Cuando lograbas divisarlo ya estabas en la entrada de su calle principal.
Con la experiencia acumulada y con el seiscientos ya en propiedad, me dirigí
desde Hontalbilla, adonde vivía entonces, atravesando Cantalejo y Sepúlveda a
través de las serpeantes curvas desde donde se divisa esta preciosa villa para
llegar a Boceguillas desde donde enfilé una carretera que terminaba donde empezaba
un camino de tierra cubierto de agua y barro que consiguió el milagro de
cambiar el color claro del sufrido seiscientos por otro de tono indescifrable
que lo dejó irreconocible.
Por fin, y de improviso, apareció Moral de Hornuez, hundido en un valle-hondonada.

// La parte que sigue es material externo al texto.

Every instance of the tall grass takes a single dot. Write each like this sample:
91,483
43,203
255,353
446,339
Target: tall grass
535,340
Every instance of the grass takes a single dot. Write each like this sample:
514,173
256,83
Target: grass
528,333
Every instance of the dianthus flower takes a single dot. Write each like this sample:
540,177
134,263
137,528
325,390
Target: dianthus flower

Se accedía por una inclinadísima cuesta por la que con el tiempo y sobre todo
en invierno habrían de empujarme mis alumnos para poder superarla y regresar a
casa los fines de semana.
Las escuelas estaban situadas en la cima de un cerro, en la parte más alta del
pueblo. El viento silbaba allí de una manera feroz. Los días de tormenta eran
auténticamente épicos con el aire y la lluvia azotándolo todo.

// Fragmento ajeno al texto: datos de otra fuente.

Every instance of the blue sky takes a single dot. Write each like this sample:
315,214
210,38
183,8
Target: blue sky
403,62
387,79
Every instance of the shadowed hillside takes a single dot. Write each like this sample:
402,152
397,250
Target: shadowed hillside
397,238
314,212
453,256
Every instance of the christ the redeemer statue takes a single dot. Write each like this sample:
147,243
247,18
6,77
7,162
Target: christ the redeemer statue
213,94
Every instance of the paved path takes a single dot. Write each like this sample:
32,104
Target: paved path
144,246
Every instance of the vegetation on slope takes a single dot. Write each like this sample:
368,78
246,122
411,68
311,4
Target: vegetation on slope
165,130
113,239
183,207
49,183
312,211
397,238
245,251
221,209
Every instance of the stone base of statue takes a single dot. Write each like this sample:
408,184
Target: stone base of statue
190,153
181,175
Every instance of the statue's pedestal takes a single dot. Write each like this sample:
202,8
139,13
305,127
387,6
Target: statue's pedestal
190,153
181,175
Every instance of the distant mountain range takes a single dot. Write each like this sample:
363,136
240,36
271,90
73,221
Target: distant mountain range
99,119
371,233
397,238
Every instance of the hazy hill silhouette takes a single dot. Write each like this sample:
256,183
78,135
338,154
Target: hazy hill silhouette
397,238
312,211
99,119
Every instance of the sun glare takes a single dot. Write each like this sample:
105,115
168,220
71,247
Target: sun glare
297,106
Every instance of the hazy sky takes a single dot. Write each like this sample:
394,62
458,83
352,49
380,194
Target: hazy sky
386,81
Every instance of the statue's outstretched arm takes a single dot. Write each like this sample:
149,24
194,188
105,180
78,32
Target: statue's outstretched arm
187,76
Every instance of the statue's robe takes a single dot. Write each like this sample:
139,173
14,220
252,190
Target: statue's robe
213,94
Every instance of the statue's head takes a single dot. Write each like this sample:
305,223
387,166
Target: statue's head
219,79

Como no, la maestra tenía en una escuela a las niñas y el maestro a los niños
de todas las edades y de todos los cursos. Como así nada positivo se podía
conseguir, decidí llamar a la Inspección de Segovia y logré el permiso para
quedarme con los chicos y chicas mayores y la maestra con las chicas y chicos
menores.
Un
auténtico logro del que aún hoy me sorprendo que pudiera conseguir. De esta
manera, logré la integración de niños y niñas y, por supuesto, una mayor
consecución de objetivos al reducir a la mitad el número de cursos. El panorama
que me encontré, una vez tomé posesión de mi escuela, fue descorazonador. Los
niños llevaban un tiempo sin maestro y cuando lo tenían duraba poco tiempo. Con
el tiempo lo entendí, debido a las durísimas condiciones con las que tenían que
enfrentarse y que tuve ocasión de comprobar.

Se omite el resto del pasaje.